La Grande Manip Békée, par Raphaël Confiant
14/06/2006

L’aristocratie békée, descendante des grandes familles esclavagistes des Antilles a toujours été perçue comme un groupe à part, rechignant ostensiblement à se mêler aux descendants d’esclaves, citoyens antillais d’aujourd’hui. Elle a souvent choqué l’opinion notamment en ne participant pas, et peut-être en « boycottant » les cérémonies du souvenir, de la mémoire collective caribéenne, française de la traite négrière, à l’instar de du centcinquantenaire de la seconde abolition de l’esclavage dans les colonies en 1998.
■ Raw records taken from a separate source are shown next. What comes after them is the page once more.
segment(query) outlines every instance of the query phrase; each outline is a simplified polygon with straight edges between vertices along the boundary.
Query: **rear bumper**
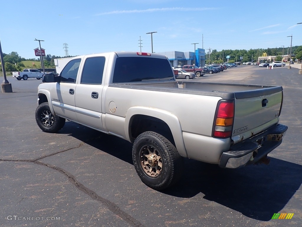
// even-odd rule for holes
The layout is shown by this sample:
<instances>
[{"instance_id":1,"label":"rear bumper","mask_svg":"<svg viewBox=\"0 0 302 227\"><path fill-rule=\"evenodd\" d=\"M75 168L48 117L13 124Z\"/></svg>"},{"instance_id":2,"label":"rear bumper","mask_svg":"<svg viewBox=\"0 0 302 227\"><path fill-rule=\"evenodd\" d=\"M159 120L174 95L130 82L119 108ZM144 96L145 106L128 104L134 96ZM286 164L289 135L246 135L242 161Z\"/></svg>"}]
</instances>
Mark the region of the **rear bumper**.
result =
<instances>
[{"instance_id":1,"label":"rear bumper","mask_svg":"<svg viewBox=\"0 0 302 227\"><path fill-rule=\"evenodd\" d=\"M278 124L265 132L236 143L222 153L219 165L223 168L238 168L255 164L281 144L288 127Z\"/></svg>"}]
</instances>

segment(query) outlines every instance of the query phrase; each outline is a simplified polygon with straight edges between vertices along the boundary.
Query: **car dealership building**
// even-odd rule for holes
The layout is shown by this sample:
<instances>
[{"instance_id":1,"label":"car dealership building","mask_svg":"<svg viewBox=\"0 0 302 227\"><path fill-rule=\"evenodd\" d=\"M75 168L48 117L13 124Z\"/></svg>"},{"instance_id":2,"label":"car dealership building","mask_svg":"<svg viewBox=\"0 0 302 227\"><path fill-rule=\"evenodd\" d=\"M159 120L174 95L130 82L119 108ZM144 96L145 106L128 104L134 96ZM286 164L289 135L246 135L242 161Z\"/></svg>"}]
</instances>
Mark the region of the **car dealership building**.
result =
<instances>
[{"instance_id":1,"label":"car dealership building","mask_svg":"<svg viewBox=\"0 0 302 227\"><path fill-rule=\"evenodd\" d=\"M198 48L195 51L195 54L194 52L179 51L157 52L156 53L166 56L172 66L193 64L198 67L204 66L205 54L204 50L203 49Z\"/></svg>"}]
</instances>

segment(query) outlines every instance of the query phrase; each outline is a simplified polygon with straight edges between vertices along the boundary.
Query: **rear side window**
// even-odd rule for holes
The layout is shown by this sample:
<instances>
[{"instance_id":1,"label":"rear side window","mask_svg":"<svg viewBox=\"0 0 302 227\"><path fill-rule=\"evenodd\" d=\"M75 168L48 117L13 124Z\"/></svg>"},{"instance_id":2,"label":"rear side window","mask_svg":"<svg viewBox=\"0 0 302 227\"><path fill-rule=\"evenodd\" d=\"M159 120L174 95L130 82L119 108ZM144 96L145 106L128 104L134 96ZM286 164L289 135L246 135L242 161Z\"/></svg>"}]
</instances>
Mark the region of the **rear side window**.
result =
<instances>
[{"instance_id":1,"label":"rear side window","mask_svg":"<svg viewBox=\"0 0 302 227\"><path fill-rule=\"evenodd\" d=\"M61 73L61 81L75 83L80 63L79 59L72 60L67 63Z\"/></svg>"},{"instance_id":2,"label":"rear side window","mask_svg":"<svg viewBox=\"0 0 302 227\"><path fill-rule=\"evenodd\" d=\"M151 67L151 66L156 67ZM166 59L148 57L120 57L117 58L113 83L174 80L170 62Z\"/></svg>"},{"instance_id":3,"label":"rear side window","mask_svg":"<svg viewBox=\"0 0 302 227\"><path fill-rule=\"evenodd\" d=\"M104 57L90 58L86 59L83 70L81 83L101 84L105 60Z\"/></svg>"}]
</instances>

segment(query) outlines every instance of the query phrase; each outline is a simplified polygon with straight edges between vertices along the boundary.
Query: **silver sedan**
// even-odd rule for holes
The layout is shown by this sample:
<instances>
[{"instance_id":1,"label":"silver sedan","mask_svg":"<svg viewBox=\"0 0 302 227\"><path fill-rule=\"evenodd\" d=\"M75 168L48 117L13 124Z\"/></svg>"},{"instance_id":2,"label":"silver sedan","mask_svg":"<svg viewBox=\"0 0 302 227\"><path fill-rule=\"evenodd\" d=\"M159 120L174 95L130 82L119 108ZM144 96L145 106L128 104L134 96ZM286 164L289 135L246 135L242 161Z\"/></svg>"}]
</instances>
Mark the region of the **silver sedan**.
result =
<instances>
[{"instance_id":1,"label":"silver sedan","mask_svg":"<svg viewBox=\"0 0 302 227\"><path fill-rule=\"evenodd\" d=\"M188 80L189 79L193 79L195 77L195 74L194 73L187 72L181 69L177 69L178 70L178 76L176 77L177 79L186 79Z\"/></svg>"}]
</instances>

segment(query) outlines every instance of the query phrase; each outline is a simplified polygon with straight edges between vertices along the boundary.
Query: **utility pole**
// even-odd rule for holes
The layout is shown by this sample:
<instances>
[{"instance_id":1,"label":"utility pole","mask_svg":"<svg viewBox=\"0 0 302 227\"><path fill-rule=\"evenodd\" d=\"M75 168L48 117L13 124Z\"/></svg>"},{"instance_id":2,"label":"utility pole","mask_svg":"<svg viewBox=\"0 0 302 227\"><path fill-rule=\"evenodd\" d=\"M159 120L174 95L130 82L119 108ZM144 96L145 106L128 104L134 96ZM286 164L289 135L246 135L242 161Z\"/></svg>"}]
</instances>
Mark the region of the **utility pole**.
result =
<instances>
[{"instance_id":1,"label":"utility pole","mask_svg":"<svg viewBox=\"0 0 302 227\"><path fill-rule=\"evenodd\" d=\"M65 43L63 44L64 45L63 47L63 48L65 50L64 51L65 51L65 57L68 56L68 49L69 48L68 47L68 44L67 43Z\"/></svg>"},{"instance_id":2,"label":"utility pole","mask_svg":"<svg viewBox=\"0 0 302 227\"><path fill-rule=\"evenodd\" d=\"M283 55L284 55L284 45L283 46L281 46L281 47L283 47L283 51L282 51L282 61L281 61L282 62L282 65L281 66L283 66Z\"/></svg>"},{"instance_id":3,"label":"utility pole","mask_svg":"<svg viewBox=\"0 0 302 227\"><path fill-rule=\"evenodd\" d=\"M41 43L40 42L40 41L44 41L44 40L40 40L39 39L37 39L35 38L34 41L39 41L39 44L40 46L40 56L41 57L41 67L42 67L42 68L43 69L43 72L45 73L45 69L44 68L44 62L43 61L43 57L42 56L42 50L41 48Z\"/></svg>"},{"instance_id":4,"label":"utility pole","mask_svg":"<svg viewBox=\"0 0 302 227\"><path fill-rule=\"evenodd\" d=\"M286 37L291 37L291 53L290 54L289 56L289 66L287 68L289 69L291 68L291 43L292 41L293 41L293 34L291 34L291 35L289 35L288 36L287 36Z\"/></svg>"},{"instance_id":5,"label":"utility pole","mask_svg":"<svg viewBox=\"0 0 302 227\"><path fill-rule=\"evenodd\" d=\"M202 49L204 48L204 34L202 34Z\"/></svg>"},{"instance_id":6,"label":"utility pole","mask_svg":"<svg viewBox=\"0 0 302 227\"><path fill-rule=\"evenodd\" d=\"M194 64L196 65L196 48L195 47L196 44L199 44L198 43L191 43L191 44L194 44Z\"/></svg>"},{"instance_id":7,"label":"utility pole","mask_svg":"<svg viewBox=\"0 0 302 227\"><path fill-rule=\"evenodd\" d=\"M209 65L210 65L210 54L211 52L211 48L209 47L209 49L207 49L209 50Z\"/></svg>"},{"instance_id":8,"label":"utility pole","mask_svg":"<svg viewBox=\"0 0 302 227\"><path fill-rule=\"evenodd\" d=\"M139 44L140 44L140 45L139 46L138 46L139 47L140 47L140 52L142 52L142 48L143 47L142 46L142 44L143 44L142 43L142 41L143 41L143 40L141 40L141 39L140 39L140 40L139 40L139 41L140 41L140 42L139 43Z\"/></svg>"}]
</instances>

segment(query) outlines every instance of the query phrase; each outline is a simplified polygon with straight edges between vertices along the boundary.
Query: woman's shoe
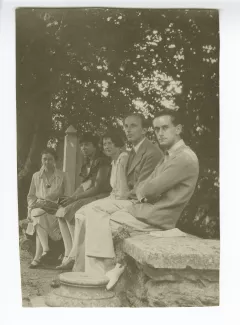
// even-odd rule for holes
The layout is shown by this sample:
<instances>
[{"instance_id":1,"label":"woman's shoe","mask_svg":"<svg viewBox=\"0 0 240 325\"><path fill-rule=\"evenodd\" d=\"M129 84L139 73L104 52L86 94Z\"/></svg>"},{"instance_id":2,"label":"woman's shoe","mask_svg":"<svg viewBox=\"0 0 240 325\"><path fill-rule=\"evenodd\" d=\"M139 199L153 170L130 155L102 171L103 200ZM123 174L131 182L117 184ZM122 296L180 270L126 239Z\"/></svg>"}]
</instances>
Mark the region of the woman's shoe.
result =
<instances>
[{"instance_id":1,"label":"woman's shoe","mask_svg":"<svg viewBox=\"0 0 240 325\"><path fill-rule=\"evenodd\" d=\"M40 261L39 260L33 260L32 263L29 265L29 269L37 269L40 265Z\"/></svg>"},{"instance_id":2,"label":"woman's shoe","mask_svg":"<svg viewBox=\"0 0 240 325\"><path fill-rule=\"evenodd\" d=\"M68 256L64 256L62 259L61 264L59 264L58 266L56 266L56 269L58 270L59 267L62 267L68 260Z\"/></svg>"},{"instance_id":3,"label":"woman's shoe","mask_svg":"<svg viewBox=\"0 0 240 325\"><path fill-rule=\"evenodd\" d=\"M43 252L39 261L42 264L47 264L47 262L52 261L52 252L50 250L47 252Z\"/></svg>"},{"instance_id":4,"label":"woman's shoe","mask_svg":"<svg viewBox=\"0 0 240 325\"><path fill-rule=\"evenodd\" d=\"M125 270L124 266L117 264L114 269L106 273L106 277L109 279L109 282L106 286L107 290L112 289L117 284L124 270Z\"/></svg>"},{"instance_id":5,"label":"woman's shoe","mask_svg":"<svg viewBox=\"0 0 240 325\"><path fill-rule=\"evenodd\" d=\"M52 280L50 286L54 289L59 288L61 286L59 279Z\"/></svg>"},{"instance_id":6,"label":"woman's shoe","mask_svg":"<svg viewBox=\"0 0 240 325\"><path fill-rule=\"evenodd\" d=\"M64 264L57 266L56 269L61 271L72 271L74 264L75 264L75 259L68 258L68 260Z\"/></svg>"}]
</instances>

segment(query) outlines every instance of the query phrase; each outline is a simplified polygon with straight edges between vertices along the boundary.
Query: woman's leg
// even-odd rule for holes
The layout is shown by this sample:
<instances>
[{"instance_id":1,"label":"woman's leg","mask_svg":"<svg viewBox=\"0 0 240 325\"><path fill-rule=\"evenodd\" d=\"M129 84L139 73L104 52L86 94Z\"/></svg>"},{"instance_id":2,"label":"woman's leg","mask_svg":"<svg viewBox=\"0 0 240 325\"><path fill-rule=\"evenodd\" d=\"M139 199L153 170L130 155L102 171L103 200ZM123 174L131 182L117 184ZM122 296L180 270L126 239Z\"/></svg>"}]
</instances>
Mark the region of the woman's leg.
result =
<instances>
[{"instance_id":1,"label":"woman's leg","mask_svg":"<svg viewBox=\"0 0 240 325\"><path fill-rule=\"evenodd\" d=\"M84 225L84 222L85 222L85 218L75 220L73 245L72 245L72 250L69 253L70 258L74 258L74 259L76 258L77 249L78 249L78 247L80 245L80 233L81 233L81 229L82 229L82 227Z\"/></svg>"},{"instance_id":2,"label":"woman's leg","mask_svg":"<svg viewBox=\"0 0 240 325\"><path fill-rule=\"evenodd\" d=\"M38 237L38 235L36 234L36 253L35 253L35 257L34 257L34 261L39 261L40 257L42 256L43 253L43 248L40 242L40 239Z\"/></svg>"},{"instance_id":3,"label":"woman's leg","mask_svg":"<svg viewBox=\"0 0 240 325\"><path fill-rule=\"evenodd\" d=\"M64 249L65 249L65 256L68 256L71 249L72 249L72 236L69 231L68 223L63 218L58 218L59 228L62 234Z\"/></svg>"},{"instance_id":4,"label":"woman's leg","mask_svg":"<svg viewBox=\"0 0 240 325\"><path fill-rule=\"evenodd\" d=\"M49 251L48 234L40 225L36 225L36 235L39 237L43 252Z\"/></svg>"},{"instance_id":5,"label":"woman's leg","mask_svg":"<svg viewBox=\"0 0 240 325\"><path fill-rule=\"evenodd\" d=\"M74 231L75 231L75 223L74 222L68 222L67 221L67 226L68 226L70 235L72 237L72 242L73 242L73 239L74 239Z\"/></svg>"}]
</instances>

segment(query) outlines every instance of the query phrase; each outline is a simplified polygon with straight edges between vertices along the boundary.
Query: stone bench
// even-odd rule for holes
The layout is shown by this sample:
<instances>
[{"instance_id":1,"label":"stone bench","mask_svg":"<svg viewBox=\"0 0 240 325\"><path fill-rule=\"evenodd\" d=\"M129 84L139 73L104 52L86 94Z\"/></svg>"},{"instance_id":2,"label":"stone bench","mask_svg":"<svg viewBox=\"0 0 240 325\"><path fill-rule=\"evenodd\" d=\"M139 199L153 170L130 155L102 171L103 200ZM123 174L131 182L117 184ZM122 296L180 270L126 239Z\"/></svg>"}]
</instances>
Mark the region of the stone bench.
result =
<instances>
[{"instance_id":1,"label":"stone bench","mask_svg":"<svg viewBox=\"0 0 240 325\"><path fill-rule=\"evenodd\" d=\"M128 266L116 287L123 306L219 305L218 240L138 235L123 250Z\"/></svg>"}]
</instances>

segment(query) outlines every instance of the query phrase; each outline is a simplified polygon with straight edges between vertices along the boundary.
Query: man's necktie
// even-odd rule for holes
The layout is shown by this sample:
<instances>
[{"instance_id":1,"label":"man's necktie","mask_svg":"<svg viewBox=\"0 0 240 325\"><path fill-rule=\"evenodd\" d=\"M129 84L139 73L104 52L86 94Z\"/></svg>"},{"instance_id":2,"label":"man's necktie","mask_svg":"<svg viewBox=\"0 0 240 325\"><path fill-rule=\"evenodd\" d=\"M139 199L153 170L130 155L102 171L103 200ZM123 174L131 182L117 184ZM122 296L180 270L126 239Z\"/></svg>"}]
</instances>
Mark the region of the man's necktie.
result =
<instances>
[{"instance_id":1,"label":"man's necktie","mask_svg":"<svg viewBox=\"0 0 240 325\"><path fill-rule=\"evenodd\" d=\"M130 166L132 165L133 159L136 156L136 152L135 150L132 148L130 154L129 154L129 158L128 158L128 169L130 168Z\"/></svg>"},{"instance_id":2,"label":"man's necktie","mask_svg":"<svg viewBox=\"0 0 240 325\"><path fill-rule=\"evenodd\" d=\"M166 151L166 152L165 152L165 156L164 156L164 162L167 162L168 159L169 159L169 152Z\"/></svg>"}]
</instances>

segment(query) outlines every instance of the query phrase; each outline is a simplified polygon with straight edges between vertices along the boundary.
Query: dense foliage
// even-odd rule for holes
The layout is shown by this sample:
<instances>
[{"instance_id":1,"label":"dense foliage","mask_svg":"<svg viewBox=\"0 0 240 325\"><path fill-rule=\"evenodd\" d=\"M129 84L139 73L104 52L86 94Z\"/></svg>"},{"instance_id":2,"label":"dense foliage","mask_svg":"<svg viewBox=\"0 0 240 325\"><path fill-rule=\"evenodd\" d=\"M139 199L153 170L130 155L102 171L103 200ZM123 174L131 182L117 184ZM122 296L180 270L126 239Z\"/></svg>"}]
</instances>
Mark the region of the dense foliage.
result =
<instances>
[{"instance_id":1,"label":"dense foliage","mask_svg":"<svg viewBox=\"0 0 240 325\"><path fill-rule=\"evenodd\" d=\"M184 114L201 166L179 227L218 237L218 28L215 10L18 9L20 218L40 151L69 125L101 133L129 111L150 120L166 106Z\"/></svg>"}]
</instances>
Pour ces raisons, la prise de position très médiatisée de M. Roger de Jaham, un Béké influent ayant participé à toutes les différentes commémorations de la traite négrière en 2006 a mis la société martiniquaise en émoi. M. de Jaham a souhaité que la date du 22 mai, qui marque la fin de l’esclavage en Martinique, soit celle des retrouvailles et non des repentances [source France-Antilles, 23.05.06]. Raphaël Confiant écrivain et intellectuel martiniquais très en vue s’est fendu d’un texte très typé, qui traduit l’élaboration conflictuelle et laborieuse d’un vivre-ensemble, avec le legs du passé et les inerties du présent. Transmis par une Karanaute, Afrikara publie cette réflexion sanguine de M. Confiant, pour servir et valoir, ce que de droit…







Penser la Martinique en terme de communautés est une ânerie journalistique. Une de plus, hélas ! Tous les historiens, ethnologues, anthropologues et autres sociologues qui étudient notre société depuis, disons 150 ans, sont d’accord sur au moins une chose : la seule communauté qui existe à la Martinique est la communauté békée. En effet, c’est le seul groupe à chercher à vivre résidentiellement à l’écart (passant de la Route Didier au Cap Est, par exemple), le seul à pratiquer une endogamie stricte et surtout le seul à avoir instauré des réseaux d’entraide financière et économique lui permettant de se perpétuer en tant que tel. Sinon, que messieurs les journalistes, nous disent qui est le représentant de la communauté mulâtre à la Martinique ? Qu’ils nous disent qui est le représentant de la communauté noire, et de la communauté indienne ? Oui, QUI ?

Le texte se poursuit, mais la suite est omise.